If you were a fan of the teen detective TV show Veronica Mars, this was an exciting morning — creator Rob Thomas launched a Kickstarter campaign to finance a Veronica Mars movie. (I’m a fan, and I’ve backed the project.)
But even if you didn’t watch the show, the campaign should be cause for some excitement. That’s because (as a Kickstarter spokesperson confirmed) this is the first project to have the blessing of a major movie studio. Thomas writes that if he succeeds in crowdfunding the production, Warner Bros. (which owns the rights) has agreed to distribute the film.
It’s a sign that major media companies are taking Kickstarter more seriously. And if this works out, it might become a model for studios to resurrect other properties with small-but-passionate audiences — the obvious choice among Internet geeks is probably Firefly, and I’m also rooting for Thomas’ other beloved-but-canceled show Party Down. (A couple of years ago Arrested Development would have been another popular choice, but it’s already being resurrected by Netflix.)
Here’s how Thomas described his discussions with the studio:
Of course, Warner Bros. still owns Veronica Mars and we would need their blessing and cooperation to pull this off. Kristen [Bell, star of Veronica Mars] and I met with the Warner Bros. brass, and they agreed to allow us to take this shot. They were extremely cool about it, as a matter of fact. Their reaction was, if you can show there’s enough fan interest to warrant a movie, we’re on board.

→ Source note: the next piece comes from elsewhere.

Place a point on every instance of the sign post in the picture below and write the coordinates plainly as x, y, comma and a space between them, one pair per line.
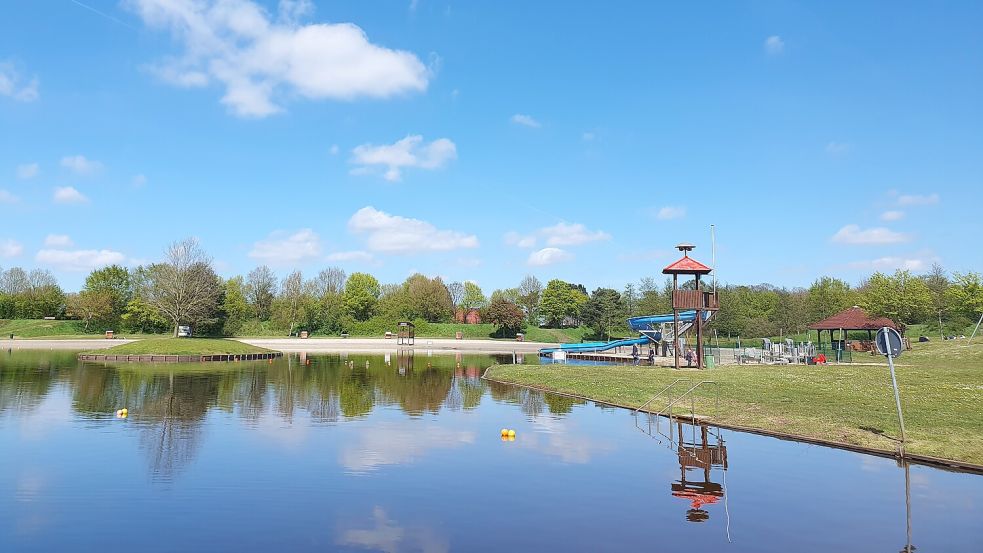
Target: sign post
889, 344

Veronica Mars ran from 2004 to 2007 on UPN and the CW. In the years since, Thomas has talked about bringing it back as a movie, but he writes, “Warner Bros. wasn’t convinced there was enough interest to warrant a major studio-sized movie about Veronica and the project never got off the ground.”
Now, if the campaign gets funded, the plan is to shoot the movie this summer and release early next year, with a limited theatrical run followed by digital distribution. Prizes range from a PDF of the script to a speaking role as a waiter or waitress in the movie. (My personal favorite — you can pay $400 to have Thomas and Bell follow you on Twitter for a year.)
There’s an ambitious $2 million goal — other Kickstarter projects have raised more money, but when they did the goals were lower — and the team is actually hoping to raise more than that so that there’s a bigger budget. But things are definitely off to a good start. the campaign set a new Kickstarter record, raising $1 million in 4 hours and 24 minutes.
Update: Less than 12 hours after launching, the campaign has hit its $2 million goal.